| derep_and_clean_db {rCRUX} | R Documentation |
derep_and_clean_db takes the output from blast_seed() and
de-replicates the dataset to identify representative sequences. It generates
an out put directory derep_and_clean_db at output_directory_path to store
the output .csv files and the fasta and taxonomy file generated by the function.
derep_and_clean_db(output_directory_path, summary_path, metabarcode_name)
output_directory_path |
the path to the output directory |
summary_path |
the path to the input file |
metabarcode_name |
used to name the subdirectory and the files. |
Before de-replicating the data set, all sequences with NA taxonomy for phylum,
class, order, family, and genus are removed from the dataset because they
typically represent environmental samples with low value for taxonomic
classification.
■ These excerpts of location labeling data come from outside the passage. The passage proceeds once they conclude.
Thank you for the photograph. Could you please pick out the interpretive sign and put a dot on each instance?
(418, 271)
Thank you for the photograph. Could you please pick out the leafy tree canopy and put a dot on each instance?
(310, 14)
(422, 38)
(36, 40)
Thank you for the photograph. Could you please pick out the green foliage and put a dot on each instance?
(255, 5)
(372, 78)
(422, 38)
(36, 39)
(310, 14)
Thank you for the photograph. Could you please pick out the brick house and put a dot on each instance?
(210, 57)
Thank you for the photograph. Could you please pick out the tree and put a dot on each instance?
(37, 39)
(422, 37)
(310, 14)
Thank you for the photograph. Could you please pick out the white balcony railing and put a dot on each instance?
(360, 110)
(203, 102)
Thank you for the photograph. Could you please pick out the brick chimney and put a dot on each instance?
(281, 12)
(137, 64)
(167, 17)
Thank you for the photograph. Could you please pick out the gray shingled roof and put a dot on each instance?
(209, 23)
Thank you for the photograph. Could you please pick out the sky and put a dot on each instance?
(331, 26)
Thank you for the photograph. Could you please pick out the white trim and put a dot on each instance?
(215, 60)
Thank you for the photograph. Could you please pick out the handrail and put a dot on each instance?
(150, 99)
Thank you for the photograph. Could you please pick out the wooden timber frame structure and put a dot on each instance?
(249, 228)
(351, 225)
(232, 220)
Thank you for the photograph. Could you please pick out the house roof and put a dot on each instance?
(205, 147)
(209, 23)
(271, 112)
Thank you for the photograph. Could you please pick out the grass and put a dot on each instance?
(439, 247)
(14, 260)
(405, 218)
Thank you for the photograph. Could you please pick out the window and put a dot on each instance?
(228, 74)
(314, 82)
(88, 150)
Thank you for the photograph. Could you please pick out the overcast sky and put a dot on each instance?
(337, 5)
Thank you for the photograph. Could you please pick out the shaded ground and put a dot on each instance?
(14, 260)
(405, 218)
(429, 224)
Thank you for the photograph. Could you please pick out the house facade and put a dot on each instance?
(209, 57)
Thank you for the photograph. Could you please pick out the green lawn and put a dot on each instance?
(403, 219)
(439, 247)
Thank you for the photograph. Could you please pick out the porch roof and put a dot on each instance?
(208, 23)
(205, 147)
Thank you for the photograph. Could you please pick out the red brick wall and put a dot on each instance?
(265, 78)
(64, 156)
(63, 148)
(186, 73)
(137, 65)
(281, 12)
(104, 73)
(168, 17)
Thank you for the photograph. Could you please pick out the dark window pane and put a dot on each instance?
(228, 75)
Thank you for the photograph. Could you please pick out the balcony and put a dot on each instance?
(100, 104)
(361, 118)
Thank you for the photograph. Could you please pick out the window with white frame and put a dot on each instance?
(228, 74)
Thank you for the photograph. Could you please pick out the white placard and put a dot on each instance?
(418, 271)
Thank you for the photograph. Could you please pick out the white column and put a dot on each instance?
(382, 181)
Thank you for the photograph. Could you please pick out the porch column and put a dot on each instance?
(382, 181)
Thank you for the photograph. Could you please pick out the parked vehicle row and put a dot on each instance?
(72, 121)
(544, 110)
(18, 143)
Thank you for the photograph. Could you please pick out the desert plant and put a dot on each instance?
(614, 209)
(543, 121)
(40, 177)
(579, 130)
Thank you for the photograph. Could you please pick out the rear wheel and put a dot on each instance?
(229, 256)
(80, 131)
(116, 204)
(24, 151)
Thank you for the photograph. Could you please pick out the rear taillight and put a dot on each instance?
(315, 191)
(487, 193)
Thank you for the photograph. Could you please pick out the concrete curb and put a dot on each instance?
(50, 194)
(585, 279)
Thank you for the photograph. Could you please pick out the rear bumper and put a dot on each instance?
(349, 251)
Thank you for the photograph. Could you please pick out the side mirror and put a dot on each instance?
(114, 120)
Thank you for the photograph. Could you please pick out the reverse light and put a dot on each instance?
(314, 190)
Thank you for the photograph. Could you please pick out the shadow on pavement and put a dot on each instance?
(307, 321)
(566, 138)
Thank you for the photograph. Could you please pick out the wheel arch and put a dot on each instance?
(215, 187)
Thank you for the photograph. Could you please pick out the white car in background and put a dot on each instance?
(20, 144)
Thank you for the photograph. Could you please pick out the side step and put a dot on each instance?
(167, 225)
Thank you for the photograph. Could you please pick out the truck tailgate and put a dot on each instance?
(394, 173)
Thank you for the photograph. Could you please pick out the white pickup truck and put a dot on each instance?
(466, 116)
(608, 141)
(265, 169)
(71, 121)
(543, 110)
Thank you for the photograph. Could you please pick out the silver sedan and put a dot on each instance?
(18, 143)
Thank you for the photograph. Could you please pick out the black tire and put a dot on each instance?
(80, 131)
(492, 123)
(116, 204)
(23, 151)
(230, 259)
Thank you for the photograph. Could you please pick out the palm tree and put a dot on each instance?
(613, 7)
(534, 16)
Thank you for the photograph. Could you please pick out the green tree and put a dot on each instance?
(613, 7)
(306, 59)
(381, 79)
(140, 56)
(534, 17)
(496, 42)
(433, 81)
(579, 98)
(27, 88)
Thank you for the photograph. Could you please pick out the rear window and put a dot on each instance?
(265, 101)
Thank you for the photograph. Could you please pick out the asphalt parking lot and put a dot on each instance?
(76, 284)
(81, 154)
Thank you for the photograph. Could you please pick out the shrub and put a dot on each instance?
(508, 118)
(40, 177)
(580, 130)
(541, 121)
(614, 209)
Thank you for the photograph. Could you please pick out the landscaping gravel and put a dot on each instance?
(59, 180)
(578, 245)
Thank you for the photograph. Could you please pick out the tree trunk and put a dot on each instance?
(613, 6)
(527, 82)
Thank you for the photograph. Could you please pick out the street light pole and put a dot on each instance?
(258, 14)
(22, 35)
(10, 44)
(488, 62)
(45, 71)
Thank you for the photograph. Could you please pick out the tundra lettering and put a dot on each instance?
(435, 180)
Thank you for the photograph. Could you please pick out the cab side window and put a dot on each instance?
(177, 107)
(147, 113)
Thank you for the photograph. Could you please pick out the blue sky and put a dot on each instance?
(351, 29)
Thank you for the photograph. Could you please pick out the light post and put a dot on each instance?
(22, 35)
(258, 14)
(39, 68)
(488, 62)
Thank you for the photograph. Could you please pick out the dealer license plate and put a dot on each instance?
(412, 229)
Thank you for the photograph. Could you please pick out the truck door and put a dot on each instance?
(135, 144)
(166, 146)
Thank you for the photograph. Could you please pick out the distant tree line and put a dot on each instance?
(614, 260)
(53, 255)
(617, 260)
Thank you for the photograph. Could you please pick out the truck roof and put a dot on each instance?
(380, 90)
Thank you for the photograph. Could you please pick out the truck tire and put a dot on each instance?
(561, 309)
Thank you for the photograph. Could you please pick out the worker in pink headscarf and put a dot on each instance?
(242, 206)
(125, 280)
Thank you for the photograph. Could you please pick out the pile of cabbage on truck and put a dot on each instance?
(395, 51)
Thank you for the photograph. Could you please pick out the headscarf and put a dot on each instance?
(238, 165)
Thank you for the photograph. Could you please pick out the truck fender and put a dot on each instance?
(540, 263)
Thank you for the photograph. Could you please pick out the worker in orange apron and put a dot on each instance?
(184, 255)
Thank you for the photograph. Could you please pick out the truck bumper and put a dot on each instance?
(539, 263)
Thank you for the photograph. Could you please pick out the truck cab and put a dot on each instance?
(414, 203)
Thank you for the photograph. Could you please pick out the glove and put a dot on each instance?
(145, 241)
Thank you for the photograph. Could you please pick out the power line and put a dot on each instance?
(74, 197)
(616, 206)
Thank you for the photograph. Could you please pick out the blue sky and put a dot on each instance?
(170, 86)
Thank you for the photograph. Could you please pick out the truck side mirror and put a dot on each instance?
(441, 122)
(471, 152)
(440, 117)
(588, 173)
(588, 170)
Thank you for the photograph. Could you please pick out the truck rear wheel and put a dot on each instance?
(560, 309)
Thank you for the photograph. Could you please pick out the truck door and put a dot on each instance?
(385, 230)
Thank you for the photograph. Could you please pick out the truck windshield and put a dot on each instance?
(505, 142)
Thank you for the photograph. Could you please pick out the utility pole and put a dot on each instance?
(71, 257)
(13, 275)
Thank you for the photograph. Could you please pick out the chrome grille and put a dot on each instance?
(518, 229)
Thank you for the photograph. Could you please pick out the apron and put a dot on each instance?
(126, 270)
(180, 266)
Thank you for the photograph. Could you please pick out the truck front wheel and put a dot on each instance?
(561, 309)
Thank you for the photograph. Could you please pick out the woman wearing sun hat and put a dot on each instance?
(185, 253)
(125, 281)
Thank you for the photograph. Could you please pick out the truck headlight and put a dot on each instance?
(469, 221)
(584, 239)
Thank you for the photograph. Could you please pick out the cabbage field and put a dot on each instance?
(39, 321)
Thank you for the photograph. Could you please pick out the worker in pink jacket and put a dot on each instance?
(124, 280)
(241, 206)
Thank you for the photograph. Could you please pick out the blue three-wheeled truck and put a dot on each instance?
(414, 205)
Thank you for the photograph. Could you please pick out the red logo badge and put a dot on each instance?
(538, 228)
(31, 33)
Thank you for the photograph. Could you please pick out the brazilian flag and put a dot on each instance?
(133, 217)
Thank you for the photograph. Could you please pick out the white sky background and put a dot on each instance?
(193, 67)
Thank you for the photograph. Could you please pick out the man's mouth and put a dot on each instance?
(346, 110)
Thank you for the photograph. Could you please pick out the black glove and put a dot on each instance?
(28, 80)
These sequences are stored in a
Sequences_with_mostly_NA_taxonomic_paths.csv
All sequences with the same length and composition are collapsed to a single
database entry, where the accessions and taxids (if there are more than one)
are concatenated. The sequences with a clean taxonomic path (e.g. no ranks
with multiple entries) are written to Sequences_with_single_taxonomic_path.csv.
Sequences with multiple entries for a given taxonomic rank are written to
Sequences_with_multiple_taxonomic_paths.cvs. These sequences are processed
further by removing NAs from rank instances with more than one entry
(e.g. "Chordata, NA" will mutate to "Chordata"). Any remaining instances
of taxonomic ranks with more than one taxid will be reduced to NA
(e.g. "Badis assamensis, Badis badis" will mutate to "NA"). These sequences,
with a taxonomic paths shortened to the lowest taxonomic agreement, are written
to Sequences_with_lowest_common_taxonomic_path_agreement.csv.
Lastly, the sequences from Sequences_with_single_taxonomic_path.csv
and Sequences_with_lowest_common_taxonomic_path_agreement.csv are used to
generate a fasta file and taxonomy file of representative NCBI accessions for
each sequence. The number of accessions identical to the representative
accession is given.
output_directory_path <- "/my/directory/12S_V5F1_remote_111122_modified_params"
summary_path <- "/my/directory/12S_V5F1_remote_111122_modified_params/blast_seeds_output/summary.csv"
metabarcode_name <- "12S_V5F1"
derep_and_clean_db(output_directory_path, summary_path, metabarcode_name)